The California State Auditor found that EWC:
- Incorrectly claimed it could not redirect funds within the EWC program from other areas—such as outreach or training—to pay for more screening services and could have provided breast cancer screening to 41,500 women.
- Cannot determine how much its contractors spend on specific services that support the EWC program—hampering its ability to redirect funds towards mammograms or other screening activities that directly support women.
- Has not complied with state laws for more than 16 years that would allow the Legislature and the public to exercise oversight.
- Did not comply with state law enacted in 1994 requiring an annual report to the Legislature about the program - only one report was submitted in 1996.
- The Department of Public Health does not provide the Legislature with estimates of the number of women it expects to serve through the program in a fiscal year, even though it provides this information to the federal government to secure federal funds.
The Department of Public Health implemented two major eligibility changes to the EWC program that went into effect on January 1st of this year: they raised the minimum age for screening from 40 to 50 years; and froze all new enrollments for six months.

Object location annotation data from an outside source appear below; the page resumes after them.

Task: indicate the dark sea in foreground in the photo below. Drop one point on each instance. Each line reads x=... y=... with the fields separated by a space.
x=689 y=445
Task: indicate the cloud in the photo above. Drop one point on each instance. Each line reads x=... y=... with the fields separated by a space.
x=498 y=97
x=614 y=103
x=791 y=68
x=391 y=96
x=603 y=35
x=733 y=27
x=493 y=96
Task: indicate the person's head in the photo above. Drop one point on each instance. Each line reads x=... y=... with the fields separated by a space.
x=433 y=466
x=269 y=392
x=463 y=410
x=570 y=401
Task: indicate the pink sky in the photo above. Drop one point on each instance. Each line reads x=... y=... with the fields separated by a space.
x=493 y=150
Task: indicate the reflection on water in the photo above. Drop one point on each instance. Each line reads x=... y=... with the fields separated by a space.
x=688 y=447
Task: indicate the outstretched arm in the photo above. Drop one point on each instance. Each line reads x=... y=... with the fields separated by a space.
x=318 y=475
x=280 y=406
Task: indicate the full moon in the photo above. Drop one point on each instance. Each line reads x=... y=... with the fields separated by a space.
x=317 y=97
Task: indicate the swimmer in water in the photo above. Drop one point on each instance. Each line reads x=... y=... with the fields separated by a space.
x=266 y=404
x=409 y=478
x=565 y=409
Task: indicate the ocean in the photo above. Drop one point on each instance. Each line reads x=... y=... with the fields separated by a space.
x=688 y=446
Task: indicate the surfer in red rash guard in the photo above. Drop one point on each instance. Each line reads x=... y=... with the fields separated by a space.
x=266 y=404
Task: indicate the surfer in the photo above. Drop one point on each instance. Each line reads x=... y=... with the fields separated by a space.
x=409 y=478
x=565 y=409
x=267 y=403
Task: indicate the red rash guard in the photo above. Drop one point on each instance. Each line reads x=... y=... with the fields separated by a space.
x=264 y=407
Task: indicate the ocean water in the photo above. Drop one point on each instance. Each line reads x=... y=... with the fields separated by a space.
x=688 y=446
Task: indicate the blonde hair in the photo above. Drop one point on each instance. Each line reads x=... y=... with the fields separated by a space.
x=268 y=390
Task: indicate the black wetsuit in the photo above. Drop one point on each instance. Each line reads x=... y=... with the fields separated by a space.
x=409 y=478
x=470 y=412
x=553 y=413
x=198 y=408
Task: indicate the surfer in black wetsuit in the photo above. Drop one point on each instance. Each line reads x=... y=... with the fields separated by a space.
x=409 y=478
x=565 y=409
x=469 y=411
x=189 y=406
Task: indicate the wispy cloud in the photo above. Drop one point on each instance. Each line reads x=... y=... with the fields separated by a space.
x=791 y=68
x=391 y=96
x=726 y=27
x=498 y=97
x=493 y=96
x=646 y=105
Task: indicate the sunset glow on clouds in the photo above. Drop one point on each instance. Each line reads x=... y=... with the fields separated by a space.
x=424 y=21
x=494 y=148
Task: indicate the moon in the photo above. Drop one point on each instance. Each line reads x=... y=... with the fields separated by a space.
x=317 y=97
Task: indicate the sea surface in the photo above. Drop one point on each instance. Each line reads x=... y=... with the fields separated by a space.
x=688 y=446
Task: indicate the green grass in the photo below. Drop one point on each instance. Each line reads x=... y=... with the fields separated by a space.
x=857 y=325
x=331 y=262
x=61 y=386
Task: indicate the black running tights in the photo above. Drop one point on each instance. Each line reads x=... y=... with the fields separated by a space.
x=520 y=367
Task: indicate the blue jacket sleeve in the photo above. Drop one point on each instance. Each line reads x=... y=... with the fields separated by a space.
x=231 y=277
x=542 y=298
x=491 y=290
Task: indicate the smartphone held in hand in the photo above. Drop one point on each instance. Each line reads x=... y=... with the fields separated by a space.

The Administration’s changes have disproportionately affected women from communities of color. From 2003 to 2008, 68.7% of women receiving mammograms through EWC were Hispanic, 15% were Asian-Pacific-Islander, 9% were White, and 2.5% were African American.
This year, Evans and Nava introduced Assembly Bill 1640 aimed at reversing the Administration’s eligibility and enrollment requirements for breast cancer screenings covered under EWC. The measure recently passed the Assembly and now moves to the State Senate for consideration.
Early detection of breast cancer is a key to surviving the disease. When breast cancer is detected early, the 5-year relative survival rate is 98 percent. In addition, studies show that breast cancer treatment costs can more than double if cancer goes undetected and spreads. Costs for treatment can go from about $21,000 to over $52,000.
According to Susan G. Komen for the Cure, a sponsor of AB 1640, approximately 21,700 women in California will be diagnosed with breast cancer this year and more than 4,000 will lose their battle with the disease.